Quando o homem parou para olhar ao redor, Yu Sheng já havia sumido.
“É aquele da Academia Mo!”
“Vamos pegá-lo, dar tempo para o chefe Han e os outros!”
Mal entrou em um canto, Yu Sheng cruzou com alguns calouros da Academia Lingwu, que avançaram animados, ávidos pelo confronto.
“Quero ver se os alunos da Academia Mo são realmente fortes...”
Antes que terminassem a frase, todos tombaram ao chão, segurando o abdômen.
Nem ao menos conseguiram deter Yu Sheng por um segundo sequer, restando-lhes apenas observar, impotentes, enquanto ele se afastava.
Nessa perseguição pela cidade, ficou evidente a importância da força individual e da capacidade de improviso.
Li Yihan não era o mais rápido, mas avançava de forma constante, integrando o primeiro grupo de estudantes.
Depois vinha Han Jue, que, apesar dos cinco minutos de imobilização no Departamento de Educação, corria velozmente, sempre pelo caminho mais direto e óbvio.

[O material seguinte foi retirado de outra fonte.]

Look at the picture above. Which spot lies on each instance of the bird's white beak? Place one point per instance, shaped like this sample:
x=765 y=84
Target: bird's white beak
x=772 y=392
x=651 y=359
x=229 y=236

Ele não fazia questão de esconder sua estratégia.
Se alguém tentava barrá-lo, competia em velocidade e resistência, aceitando tranquilamente a possibilidade de ficar mais cinco minutos parado.
Afinal, correndo em linha reta, era rápido.
Com esse estilo meio trapaceiro, estava à frente do segundo pelotão.
O caso mais insólito era o de um calouro de uma pequena academia, que, não se sabe como, arranjou roupas de mendigo, cobriu-se, curvou as costas, pegou uma tigela e saiu desfilando pela rua. Logo foi pego.
Até o momento em que foi imobilizado, ele ainda não havia entendido o propósito do rastreador.
O vice-diretor pairava sobre a cidade, rádio na mão, olhos semicerrados, empolgados:
“Equipe um da Guarda, rua Kuan, quatro estudantes fugindo para o leste, cerquem-nos.”
“Rua Huainan, terceira equipe da reserva, emboscada na esquina. Assim que aqueles dois ratos saírem, agarrem-nos.”
“Veja só, jogar esse jogo ao vivo é realmente divertido.”
“No computador era tão frustrante...”
O rosto do vice-diretor transbordava satisfação. Parecia recordar das tentativas frustradas de jogar no computador, sendo sempre capturado, e agora comandava com entusiasmo crescente.
Era como se...
Na verdade, ele era o verdadeiro jogador dessa grande simulação de eliminação urbana.
Os outros... eram apenas personagens secundários!
“Ora, ora, ainda há dois que nunca foram imobilizados?”
“Interessante...”
O vice-diretor observava, excitado, os dois vultos distantes, cujos rastreadores ainda brilhavam em verde, tornando-se cada vez mais entusiasmado, até mesmo um pouco obcecado.